Master’s Thesis Presentation • Machine Learning — Wasserstein Adversarial Robustness

Friday, September 11, 2020 10:00 am - 10:00 am EDT (GMT -04:00)

Please note: This master’s thesis presentation will be given online.

Kaiwen Wu, Master’s candidate
David R. Cheriton School of Computer Science

Supervisor: Professor Yaoliang Yu

Deep models, while being extremely flexible and accurate, are surprisingly vulnerable to “small, imperceptible” perturbations known as adversarial attacks. While the majority of existing attacks focus on measuring perturbations under the $\ell_p$ metric, Wasserstein distance, which takes geometry in pixel space into account, has long been known to be a suitable metric for measuring image quality and has recently risen as a compelling alternative to the $\ell_p$ metric in adversarial attacks. However, constructing an effective attack under the Wasserstein metric is computationally much more challenging and calls for better optimization algorithms. 

We address this gap in two ways: (a) we develop an exact yet efficient projection operator to enable a stronger projected gradient attack; (b) we show that the Frank-Wolfe method equipped with a suitable linear minimization oracle works extremely fast under Wasserstein constraints.
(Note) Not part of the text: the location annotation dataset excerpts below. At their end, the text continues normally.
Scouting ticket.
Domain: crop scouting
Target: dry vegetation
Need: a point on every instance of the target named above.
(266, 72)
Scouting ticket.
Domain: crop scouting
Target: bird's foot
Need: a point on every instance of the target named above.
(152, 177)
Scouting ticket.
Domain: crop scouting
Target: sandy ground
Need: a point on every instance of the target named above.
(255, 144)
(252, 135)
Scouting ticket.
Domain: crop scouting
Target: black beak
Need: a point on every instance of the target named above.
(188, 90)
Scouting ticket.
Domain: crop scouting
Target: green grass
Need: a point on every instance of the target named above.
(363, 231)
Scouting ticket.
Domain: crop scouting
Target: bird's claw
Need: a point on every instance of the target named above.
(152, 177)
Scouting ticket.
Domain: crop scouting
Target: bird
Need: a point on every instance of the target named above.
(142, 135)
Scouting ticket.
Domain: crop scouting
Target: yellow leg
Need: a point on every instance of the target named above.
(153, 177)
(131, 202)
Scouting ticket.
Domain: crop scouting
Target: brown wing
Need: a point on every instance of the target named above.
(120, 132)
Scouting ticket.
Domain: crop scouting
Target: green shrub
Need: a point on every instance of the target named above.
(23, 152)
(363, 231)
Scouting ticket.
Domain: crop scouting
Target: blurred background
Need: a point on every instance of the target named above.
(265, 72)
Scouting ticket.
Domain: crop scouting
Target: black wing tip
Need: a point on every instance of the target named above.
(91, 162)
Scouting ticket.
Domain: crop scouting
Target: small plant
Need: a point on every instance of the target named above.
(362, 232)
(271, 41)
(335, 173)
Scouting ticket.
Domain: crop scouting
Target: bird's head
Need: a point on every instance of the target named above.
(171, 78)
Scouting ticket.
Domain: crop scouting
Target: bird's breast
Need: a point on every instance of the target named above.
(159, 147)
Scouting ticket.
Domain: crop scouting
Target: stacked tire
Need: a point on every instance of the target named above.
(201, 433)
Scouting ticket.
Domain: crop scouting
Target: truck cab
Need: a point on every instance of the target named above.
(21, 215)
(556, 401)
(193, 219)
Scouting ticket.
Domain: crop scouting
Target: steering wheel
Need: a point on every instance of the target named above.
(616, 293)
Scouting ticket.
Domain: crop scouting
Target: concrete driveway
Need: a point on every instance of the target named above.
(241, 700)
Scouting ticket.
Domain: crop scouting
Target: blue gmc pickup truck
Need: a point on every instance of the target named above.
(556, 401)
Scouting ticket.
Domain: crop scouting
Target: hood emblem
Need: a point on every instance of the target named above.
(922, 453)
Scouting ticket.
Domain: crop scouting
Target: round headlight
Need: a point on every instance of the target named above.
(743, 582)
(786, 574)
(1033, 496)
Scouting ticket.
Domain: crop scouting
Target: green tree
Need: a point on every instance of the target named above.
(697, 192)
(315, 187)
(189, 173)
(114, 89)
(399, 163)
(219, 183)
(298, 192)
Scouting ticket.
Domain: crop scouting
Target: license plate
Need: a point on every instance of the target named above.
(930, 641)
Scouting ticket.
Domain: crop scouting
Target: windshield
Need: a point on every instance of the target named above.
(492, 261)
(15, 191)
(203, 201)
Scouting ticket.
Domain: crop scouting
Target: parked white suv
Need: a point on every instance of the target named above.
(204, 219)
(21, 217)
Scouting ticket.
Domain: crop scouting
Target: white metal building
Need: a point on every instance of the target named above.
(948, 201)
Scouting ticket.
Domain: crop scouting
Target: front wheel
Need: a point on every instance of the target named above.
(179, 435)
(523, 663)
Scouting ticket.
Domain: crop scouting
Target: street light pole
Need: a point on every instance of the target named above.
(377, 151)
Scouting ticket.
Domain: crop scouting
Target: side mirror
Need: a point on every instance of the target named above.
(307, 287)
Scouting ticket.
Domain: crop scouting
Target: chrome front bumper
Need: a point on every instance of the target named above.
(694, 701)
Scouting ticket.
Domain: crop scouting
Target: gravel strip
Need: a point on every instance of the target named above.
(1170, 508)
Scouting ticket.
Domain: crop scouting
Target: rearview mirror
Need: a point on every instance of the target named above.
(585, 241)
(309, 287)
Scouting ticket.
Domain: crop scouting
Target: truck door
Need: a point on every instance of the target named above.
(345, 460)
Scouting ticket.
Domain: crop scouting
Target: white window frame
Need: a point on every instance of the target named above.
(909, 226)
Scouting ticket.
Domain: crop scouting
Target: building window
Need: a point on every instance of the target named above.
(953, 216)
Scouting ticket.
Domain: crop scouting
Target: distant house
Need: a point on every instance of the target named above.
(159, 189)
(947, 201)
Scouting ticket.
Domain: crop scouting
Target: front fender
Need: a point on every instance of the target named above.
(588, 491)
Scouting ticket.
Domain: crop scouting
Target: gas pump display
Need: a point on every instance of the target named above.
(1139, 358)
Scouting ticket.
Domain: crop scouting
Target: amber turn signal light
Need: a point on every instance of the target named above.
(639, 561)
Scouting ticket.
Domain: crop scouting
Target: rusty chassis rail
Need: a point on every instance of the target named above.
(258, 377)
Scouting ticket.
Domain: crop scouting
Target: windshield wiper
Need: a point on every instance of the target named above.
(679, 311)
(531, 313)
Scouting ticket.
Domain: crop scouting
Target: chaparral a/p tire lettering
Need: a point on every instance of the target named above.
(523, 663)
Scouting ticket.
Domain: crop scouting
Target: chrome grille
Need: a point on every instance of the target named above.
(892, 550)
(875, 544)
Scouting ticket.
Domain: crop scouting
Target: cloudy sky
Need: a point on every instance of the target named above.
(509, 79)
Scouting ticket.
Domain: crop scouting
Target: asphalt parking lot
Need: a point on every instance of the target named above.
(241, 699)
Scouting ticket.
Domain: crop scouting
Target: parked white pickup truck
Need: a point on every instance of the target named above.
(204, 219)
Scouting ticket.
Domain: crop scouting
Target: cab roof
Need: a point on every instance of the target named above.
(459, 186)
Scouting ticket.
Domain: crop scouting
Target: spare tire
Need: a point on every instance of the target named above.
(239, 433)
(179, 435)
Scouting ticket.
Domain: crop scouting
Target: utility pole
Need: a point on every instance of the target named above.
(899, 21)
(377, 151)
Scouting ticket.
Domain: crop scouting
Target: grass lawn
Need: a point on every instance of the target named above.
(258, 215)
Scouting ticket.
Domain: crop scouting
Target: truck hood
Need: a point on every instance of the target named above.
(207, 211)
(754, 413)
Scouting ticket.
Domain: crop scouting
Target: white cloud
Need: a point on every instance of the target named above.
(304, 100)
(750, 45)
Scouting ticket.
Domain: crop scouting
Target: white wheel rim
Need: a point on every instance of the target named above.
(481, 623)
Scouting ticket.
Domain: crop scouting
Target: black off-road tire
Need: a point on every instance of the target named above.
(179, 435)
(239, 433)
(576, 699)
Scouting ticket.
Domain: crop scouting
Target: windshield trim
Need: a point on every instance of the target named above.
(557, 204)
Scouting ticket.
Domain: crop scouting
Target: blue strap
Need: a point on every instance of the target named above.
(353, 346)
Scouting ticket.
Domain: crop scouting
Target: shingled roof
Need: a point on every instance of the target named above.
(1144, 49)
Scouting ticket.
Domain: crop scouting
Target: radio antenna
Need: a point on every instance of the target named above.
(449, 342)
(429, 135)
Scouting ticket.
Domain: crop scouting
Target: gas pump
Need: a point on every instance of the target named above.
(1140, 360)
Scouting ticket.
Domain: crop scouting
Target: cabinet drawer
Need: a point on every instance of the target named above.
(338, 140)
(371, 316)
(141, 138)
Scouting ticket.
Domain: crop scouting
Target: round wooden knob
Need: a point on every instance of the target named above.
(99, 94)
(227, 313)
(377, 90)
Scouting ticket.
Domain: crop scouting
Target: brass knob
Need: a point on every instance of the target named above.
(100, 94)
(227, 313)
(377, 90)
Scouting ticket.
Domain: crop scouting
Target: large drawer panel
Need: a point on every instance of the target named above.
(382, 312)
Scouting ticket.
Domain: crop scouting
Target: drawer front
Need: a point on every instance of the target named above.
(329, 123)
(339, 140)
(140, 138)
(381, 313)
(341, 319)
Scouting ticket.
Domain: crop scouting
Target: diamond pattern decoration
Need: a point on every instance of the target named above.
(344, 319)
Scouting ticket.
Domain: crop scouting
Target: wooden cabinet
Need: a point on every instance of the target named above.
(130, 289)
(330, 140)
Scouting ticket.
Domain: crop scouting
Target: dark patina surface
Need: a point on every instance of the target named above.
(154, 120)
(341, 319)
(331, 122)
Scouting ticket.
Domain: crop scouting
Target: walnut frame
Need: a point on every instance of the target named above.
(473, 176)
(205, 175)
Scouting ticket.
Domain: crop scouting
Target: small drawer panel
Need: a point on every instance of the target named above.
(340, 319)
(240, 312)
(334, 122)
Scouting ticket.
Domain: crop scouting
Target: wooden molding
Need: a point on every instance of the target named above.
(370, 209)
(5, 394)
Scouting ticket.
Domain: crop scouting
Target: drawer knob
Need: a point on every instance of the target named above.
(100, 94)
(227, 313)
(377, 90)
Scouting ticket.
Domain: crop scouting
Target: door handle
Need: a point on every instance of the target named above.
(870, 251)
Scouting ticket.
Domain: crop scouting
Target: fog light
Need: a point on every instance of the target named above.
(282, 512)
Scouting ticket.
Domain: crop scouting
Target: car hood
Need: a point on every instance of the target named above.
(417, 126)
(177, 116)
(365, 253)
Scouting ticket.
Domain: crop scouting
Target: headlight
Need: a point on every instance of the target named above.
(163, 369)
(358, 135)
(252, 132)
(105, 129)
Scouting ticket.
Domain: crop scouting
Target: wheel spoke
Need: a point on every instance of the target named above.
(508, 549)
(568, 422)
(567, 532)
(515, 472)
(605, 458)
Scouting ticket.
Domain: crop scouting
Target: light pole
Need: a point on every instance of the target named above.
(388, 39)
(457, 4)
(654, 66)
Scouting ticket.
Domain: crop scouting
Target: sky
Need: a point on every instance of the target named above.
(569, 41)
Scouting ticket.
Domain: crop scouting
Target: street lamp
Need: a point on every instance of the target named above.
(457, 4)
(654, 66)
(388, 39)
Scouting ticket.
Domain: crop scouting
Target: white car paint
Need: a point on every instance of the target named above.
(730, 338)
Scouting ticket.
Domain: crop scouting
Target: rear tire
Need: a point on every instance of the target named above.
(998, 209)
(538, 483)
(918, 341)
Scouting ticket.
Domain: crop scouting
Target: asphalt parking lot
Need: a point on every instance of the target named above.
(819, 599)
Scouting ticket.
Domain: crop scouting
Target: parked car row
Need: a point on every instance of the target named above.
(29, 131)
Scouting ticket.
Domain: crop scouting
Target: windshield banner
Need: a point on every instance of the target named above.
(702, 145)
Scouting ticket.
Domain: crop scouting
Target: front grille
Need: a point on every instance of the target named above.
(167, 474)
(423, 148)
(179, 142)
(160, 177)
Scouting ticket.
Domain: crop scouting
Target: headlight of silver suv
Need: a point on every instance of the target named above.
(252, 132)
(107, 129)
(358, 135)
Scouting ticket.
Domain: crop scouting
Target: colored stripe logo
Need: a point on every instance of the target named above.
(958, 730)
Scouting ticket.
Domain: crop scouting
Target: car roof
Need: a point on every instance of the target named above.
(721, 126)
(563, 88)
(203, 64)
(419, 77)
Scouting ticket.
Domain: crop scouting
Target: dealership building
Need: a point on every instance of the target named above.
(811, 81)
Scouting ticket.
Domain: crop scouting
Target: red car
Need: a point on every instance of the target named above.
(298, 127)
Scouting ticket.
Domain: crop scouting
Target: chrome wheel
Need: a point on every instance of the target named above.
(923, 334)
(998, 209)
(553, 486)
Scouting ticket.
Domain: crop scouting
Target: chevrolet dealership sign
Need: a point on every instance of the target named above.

Our algorithms not only converge faster but also generate much stronger attacks. For instance, we decrease the accuracy of a residual network on CIFAR-10 to $3.4\%$ within a Wasserstein perturbation ball of radius $0.005$, in contrast to $65.6\%$ using the previous Wasserstein attack based on an \emph{approximate} projection operator. Furthermore, employing our stronger attacks in adversarial training significantly improves the robustness of adversarially trained models. Our algorithms are applicable to general Wasserstein constrained optimization problems in other domains beyond adversarial robustness.